To test in vivo the enzymatic activity of ChbF on diacetyl-chitobiose-P, E. coli ΔchbG::kan was transformed with a plasmid that allows IPTG-inducible expression of the ChbBCA-PTS. Since under these conditions, due to the missing ChbR coactivator, the natural induction of the chb operon does not occur, we expected the accumulation of diacetyl-chitobiose-P, when grown overnight in M9 CAA minimal medium supplemented with diacetyl-chitobiose. Accordingly, diacetyl-chitobiose-P (M+H)⁺ m/z = 505.1429 accumulated in the cytosolic fraction (Fig. 6a). Intriguingly, ChbF is not able to digest this compound (Fig. 6b), which confirms the inability of ChbF to take substrates with an N-acetyl group at the non-reducing end. Notably, as seen throughout in the accumulation studies, also here phosphorylated and non-phosphorylated saccharide represented the major accumulation product. This further suggests the action of a phosphatase that partially dephosphorylates the accumulation product GlcNAc6P-GlcNAc.

E. coli ChiA was previously characterized as an endo-chitinase, since it cleaved the artificial chitinase substrate 4-methylumbelliferyl (4-MU)-(GlcNAc)₃ but not 4-MU-GlcNAc [Francetic et al., 2000a]. Furthermore, in the latter report, ChiA was described as a bifunctional chitinase/lysozyme, on the basis of its ability to cleave ethylene-glycol chitin (EGC), which is a common lysozyme substrate [Wang and Chang, 1997]. We aimed to re-evaluate the enzyme’s specificity using natural substrates, chitin (-oligomers), chitosan (-oligomers), and peptidoglycan, and thus expressed and purified ChiA as a polyhistidine-tagged recombinant protein. Hydrolysis of 4-MU-(GlcNAc)₃ (Sigma-Aldrich) was confirmed with the recombinant protein (data not shown). A preferred substrate of chitinases is colloidal chitin, which was prepared by the acetylation of low molecular weight chitosan (<3 kDa in size; obtained from Carbosynth). ChiA was able to cleave colloidal chitin yielding diacetyl-chitotriose and triacetyl-chitotriose (Fig. 7b), whereas an endo-chitinase from Streptomyces griseus, in contrast, almost exclusively yielded diacetyl-chitobiose (Fig. 7c).

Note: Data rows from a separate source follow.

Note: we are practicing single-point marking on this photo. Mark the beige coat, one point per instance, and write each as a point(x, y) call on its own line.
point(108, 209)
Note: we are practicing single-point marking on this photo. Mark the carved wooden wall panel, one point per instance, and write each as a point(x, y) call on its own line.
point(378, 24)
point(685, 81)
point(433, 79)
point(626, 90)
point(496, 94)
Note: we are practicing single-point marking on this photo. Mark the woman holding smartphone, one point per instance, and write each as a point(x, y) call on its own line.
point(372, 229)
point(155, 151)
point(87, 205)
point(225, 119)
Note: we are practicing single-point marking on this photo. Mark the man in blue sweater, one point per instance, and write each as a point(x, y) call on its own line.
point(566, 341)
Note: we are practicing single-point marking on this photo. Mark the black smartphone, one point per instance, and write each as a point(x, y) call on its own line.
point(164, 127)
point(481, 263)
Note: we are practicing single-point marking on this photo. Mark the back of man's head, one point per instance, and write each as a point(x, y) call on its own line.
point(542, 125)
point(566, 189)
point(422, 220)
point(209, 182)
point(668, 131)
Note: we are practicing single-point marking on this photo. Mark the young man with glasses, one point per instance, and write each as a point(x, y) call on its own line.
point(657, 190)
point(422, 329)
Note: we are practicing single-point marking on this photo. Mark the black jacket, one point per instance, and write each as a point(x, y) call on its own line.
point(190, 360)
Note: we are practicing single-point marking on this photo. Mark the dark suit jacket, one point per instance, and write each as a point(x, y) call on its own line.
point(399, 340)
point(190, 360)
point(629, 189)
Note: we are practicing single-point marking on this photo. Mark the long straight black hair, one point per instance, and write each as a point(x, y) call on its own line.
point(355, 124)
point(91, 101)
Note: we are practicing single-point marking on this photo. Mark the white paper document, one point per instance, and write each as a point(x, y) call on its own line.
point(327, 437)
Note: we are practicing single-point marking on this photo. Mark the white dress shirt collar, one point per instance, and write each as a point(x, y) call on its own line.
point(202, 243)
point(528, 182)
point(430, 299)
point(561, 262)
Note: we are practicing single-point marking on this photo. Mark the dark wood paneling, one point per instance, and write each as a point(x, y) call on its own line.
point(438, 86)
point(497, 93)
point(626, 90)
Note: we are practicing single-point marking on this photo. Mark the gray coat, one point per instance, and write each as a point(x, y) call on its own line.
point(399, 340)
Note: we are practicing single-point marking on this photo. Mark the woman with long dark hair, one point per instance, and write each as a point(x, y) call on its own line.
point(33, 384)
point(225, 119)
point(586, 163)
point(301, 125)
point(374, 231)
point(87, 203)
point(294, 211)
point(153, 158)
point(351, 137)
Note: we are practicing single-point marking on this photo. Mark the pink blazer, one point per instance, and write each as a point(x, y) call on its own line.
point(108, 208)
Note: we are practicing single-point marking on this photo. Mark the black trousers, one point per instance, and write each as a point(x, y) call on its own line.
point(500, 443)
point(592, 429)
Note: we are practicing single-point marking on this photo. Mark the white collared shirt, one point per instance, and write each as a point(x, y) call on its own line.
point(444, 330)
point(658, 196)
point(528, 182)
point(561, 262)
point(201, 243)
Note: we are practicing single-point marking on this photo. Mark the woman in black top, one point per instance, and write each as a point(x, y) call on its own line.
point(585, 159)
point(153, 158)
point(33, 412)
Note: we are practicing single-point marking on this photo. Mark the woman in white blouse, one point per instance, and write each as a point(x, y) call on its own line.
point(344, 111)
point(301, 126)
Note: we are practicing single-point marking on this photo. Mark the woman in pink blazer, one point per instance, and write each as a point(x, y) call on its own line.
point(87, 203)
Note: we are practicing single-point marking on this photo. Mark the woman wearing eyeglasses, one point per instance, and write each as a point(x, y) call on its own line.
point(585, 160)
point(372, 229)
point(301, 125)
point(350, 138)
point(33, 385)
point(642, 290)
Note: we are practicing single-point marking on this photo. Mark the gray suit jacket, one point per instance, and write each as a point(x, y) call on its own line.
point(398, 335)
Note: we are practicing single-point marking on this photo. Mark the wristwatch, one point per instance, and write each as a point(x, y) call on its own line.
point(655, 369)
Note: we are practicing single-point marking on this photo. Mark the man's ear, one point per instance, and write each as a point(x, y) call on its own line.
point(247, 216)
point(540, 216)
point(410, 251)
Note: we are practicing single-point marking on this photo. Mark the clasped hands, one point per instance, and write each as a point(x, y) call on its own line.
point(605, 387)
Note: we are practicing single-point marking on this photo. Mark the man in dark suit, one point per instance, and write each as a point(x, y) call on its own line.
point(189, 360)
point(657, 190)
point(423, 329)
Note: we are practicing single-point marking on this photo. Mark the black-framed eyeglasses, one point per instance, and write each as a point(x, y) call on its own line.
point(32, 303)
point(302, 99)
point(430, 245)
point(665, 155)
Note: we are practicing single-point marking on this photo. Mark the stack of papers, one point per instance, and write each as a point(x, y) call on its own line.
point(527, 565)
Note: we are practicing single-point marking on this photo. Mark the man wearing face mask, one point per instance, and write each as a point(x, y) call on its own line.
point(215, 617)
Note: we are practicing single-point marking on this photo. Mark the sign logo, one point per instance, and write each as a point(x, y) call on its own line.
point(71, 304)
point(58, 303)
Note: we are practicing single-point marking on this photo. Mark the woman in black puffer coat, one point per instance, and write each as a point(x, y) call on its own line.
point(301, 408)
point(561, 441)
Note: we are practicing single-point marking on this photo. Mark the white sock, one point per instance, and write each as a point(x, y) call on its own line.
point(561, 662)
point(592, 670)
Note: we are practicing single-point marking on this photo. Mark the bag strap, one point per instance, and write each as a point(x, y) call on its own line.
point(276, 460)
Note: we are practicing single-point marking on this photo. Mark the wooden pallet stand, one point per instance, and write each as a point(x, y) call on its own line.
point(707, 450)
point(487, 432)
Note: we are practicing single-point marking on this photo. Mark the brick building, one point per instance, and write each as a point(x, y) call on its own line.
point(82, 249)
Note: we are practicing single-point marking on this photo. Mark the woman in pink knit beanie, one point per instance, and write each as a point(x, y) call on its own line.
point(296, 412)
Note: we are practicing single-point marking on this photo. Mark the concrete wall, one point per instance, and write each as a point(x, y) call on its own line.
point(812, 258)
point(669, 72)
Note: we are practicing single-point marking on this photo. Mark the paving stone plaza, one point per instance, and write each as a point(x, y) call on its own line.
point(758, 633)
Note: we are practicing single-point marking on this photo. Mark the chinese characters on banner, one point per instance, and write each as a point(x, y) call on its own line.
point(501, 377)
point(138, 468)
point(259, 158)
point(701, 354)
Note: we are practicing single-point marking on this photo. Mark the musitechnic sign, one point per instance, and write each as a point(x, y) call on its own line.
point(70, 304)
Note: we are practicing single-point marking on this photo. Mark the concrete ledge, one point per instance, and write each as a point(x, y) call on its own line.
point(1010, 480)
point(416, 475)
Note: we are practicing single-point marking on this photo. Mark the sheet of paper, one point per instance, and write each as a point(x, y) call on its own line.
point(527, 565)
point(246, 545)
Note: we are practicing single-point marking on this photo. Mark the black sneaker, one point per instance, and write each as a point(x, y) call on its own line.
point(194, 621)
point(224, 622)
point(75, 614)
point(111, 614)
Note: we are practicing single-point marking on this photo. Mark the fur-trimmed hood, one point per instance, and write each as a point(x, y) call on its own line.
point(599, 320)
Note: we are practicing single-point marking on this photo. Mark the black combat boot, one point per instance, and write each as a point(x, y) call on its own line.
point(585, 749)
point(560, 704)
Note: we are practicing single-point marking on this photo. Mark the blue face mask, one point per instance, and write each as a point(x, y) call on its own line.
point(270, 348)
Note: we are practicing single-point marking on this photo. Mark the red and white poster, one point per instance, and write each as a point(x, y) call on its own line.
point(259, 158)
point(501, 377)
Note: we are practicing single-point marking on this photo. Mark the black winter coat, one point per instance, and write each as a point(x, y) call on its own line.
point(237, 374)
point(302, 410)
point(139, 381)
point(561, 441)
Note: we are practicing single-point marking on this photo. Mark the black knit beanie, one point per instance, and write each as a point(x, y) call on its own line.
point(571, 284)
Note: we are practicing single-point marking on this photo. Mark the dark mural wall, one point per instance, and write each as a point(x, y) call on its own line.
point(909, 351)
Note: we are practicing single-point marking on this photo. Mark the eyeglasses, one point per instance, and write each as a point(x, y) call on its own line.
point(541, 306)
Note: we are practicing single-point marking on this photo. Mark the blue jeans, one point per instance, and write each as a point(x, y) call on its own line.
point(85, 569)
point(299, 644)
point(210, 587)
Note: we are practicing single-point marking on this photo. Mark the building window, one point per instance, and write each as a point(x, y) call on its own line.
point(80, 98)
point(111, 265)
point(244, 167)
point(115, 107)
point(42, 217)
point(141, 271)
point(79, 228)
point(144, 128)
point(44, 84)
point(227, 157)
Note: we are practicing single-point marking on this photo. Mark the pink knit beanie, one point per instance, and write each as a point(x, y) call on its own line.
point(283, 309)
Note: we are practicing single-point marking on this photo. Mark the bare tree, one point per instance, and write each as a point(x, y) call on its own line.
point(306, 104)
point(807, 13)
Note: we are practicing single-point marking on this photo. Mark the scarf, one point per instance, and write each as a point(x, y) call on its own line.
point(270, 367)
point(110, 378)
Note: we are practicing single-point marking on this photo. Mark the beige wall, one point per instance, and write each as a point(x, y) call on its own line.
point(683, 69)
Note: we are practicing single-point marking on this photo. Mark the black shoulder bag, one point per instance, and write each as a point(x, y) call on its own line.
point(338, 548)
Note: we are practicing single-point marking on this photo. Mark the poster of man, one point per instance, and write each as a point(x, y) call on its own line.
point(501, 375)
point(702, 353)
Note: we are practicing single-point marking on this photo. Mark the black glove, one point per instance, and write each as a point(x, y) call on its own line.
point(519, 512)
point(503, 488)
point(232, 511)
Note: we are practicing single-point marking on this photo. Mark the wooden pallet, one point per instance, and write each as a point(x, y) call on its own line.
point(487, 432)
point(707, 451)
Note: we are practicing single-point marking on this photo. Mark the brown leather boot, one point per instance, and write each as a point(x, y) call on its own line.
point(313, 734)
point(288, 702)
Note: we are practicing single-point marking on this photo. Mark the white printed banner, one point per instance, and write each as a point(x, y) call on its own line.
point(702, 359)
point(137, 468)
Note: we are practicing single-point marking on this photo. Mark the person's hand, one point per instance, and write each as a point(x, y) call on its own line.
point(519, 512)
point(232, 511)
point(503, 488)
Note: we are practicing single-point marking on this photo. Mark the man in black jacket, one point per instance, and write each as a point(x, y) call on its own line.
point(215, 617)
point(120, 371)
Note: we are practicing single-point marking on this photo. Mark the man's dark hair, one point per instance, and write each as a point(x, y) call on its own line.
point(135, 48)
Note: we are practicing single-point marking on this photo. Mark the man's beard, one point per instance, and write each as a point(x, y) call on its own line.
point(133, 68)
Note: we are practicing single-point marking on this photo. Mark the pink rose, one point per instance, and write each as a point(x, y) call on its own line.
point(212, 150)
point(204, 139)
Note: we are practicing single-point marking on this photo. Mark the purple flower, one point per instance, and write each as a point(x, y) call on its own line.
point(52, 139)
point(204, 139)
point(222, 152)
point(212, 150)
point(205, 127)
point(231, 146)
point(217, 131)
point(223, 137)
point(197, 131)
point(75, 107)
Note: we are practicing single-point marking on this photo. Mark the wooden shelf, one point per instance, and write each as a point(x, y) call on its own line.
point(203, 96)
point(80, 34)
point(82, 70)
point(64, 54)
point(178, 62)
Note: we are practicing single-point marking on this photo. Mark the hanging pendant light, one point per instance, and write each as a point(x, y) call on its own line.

That ChiA releases dimers and trimers in approximately equal amounts could be due to the fact that the enzyme features five chitin-binding type-3 domains which mediate binding to the glycan chains. To understand whether ChiA requires acetylated sugars, we incubated it with chitosan oligomers up to 3 kDa in size. The oligomer mix contained large amounts of chitotriose and chitotetraose and smaller amounts of chitobiose (Fig. 8a). Incubation with ChiA did not result in the release of small chitosan-oligosaccharides, but released significant amounts of diacetyl-chitotriose (Fig. 8b). As the diacetyl-chitotriose product of ChiA could not be further cleaved by the exo-N-acetylglucosaminidase NagZ from B. subtilis, we suggest the diacetyl-chitotriose product of ChiA is composed of GlcN-(GlcNAc)₂. These data indicate that ChiA is able to cleave particular bonds within polymeric, acetylated chitosan releasing products that have GlcNAc at the reducing end. As a positive control, the chitosanase Csn from B. subtilis was cloned, expressed, and purified and the digestion was performed according to the conditions described [Rivas et al., 2000]. After incubation of the chitosan oligomers with Csn an increased amount of chitobiose could be measured, while chitotetraose was completely digested (Fig. 8c).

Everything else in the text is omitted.